I opened my mouth and stammered, “Alice, I want to share something with you.”

Then I sank back into a wretched silence.  I had committed myself.  Alice looked at me with her pert blue eyes narrowed ever so slightly, her eyebrows arched into twin questions marks.  She was waiting.  I felt for sure that she expected me to tell her I was in love with a two-headed monster, or that my husband was going to the moon, or that I was going to have another baby.

When I finally blurted out rather lamely what God meant to me, she looked at me with a dazed expression on her old-young face. 
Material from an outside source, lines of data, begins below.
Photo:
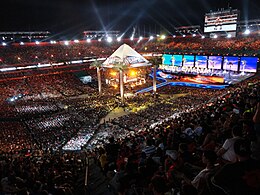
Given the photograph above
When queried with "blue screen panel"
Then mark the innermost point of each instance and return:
(201, 61)
(167, 59)
(248, 64)
(215, 62)
(177, 60)
(230, 63)
(188, 60)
“Miggy,” she said,  “I don’t blame you for loving your God. He has given you one fantastic, sweet deal.  You’ve got a husband who adores you, four healthy children, and a nice home to live in with no creditors breathing down your back.  But God must have dealt me a fistful of life out of another deck.  My husband is having an affair with a girl who is only a year  older than our sone, Bill.  All three of them are over in the house right now, and I have to go home and cook supper for them  Why, for two months he hasn’t given me money to live on or to pay our mortgage and I have borrowed until I can borrow no more  And, just as a note of interest, this is his sixth affair in our nineteen years of marriage. Now, how do you like that?”

I was rocked right back on my spiritual heels.  How could I tell her that I would love God no matter what troubles or trials He sent my way?

After she left, I began to wonder about God and His dealings with me and our family.  Was it that He could not trust us with anything other than happiness?  Was I not a fit vessel for sorrow or grief?

I tried again many times to talk about God with Alice, but it was a closed subject.  I had had no experience in the vale of tears and I could not communicate with her.  I was a holy “innocent,” unsullied by the world, and unacquainted with grief.  As far as she was concerned, there was no middle ground.  My God was unfair, handing out good to some and evil to others.

*********************************************

I found myself headed for a new career as a school-bus drover!  My school bus, however, was an ignominious bilious-green Volkswagen.  I felt completely and intimately involved with the warp and woof of this funny square vehicle that I managed to maneuver so inexpertly.  I wanted to protect him.

Monstrous yellow school buses zoomed by us at break-your-neck speed on the highway to and from the Hackensack Christian Day School that our children attended.  I was properly indignant when they fumed carbon monoxide in our faces as they passed us.  I even felt hurt when we couldn’t keep up with these “big boys” on the hills.  I could almost imagine the VW bus saying”

Ach yah, Ich been new here! I’m chust now imported!
From over the seas on a big boat transported!
My name is Volkswagen, but if that should trouble you,
You children can simply say, “Mr. VW.”

And suddenly even this routine task seemed more palatable! Life held so much that was worth communicating about to someone.  Maybe I should write---but my besetting sin was procrastination, and it was three years later that my first picture storybook was published.  I was thrilled to the core when my trembling fingers caressed at last the bright red cover of my book, vI See 4 by Mildred Krentel.  My name in print!  It was unbelievable!

That was the summer when Paul decided that working for the same company fourteen years was long enough and that, before he added to his thirty-nine years, he should investigate what opportunities were available to a man with his experience.  

And that was the summer I discovered that there was going to be another baby in the Krentel household. 

That fall, we moved to southern New Jersey to a suburb called Middletown where Paul assumed the challenge of director of marketing for a small chemical company nearby.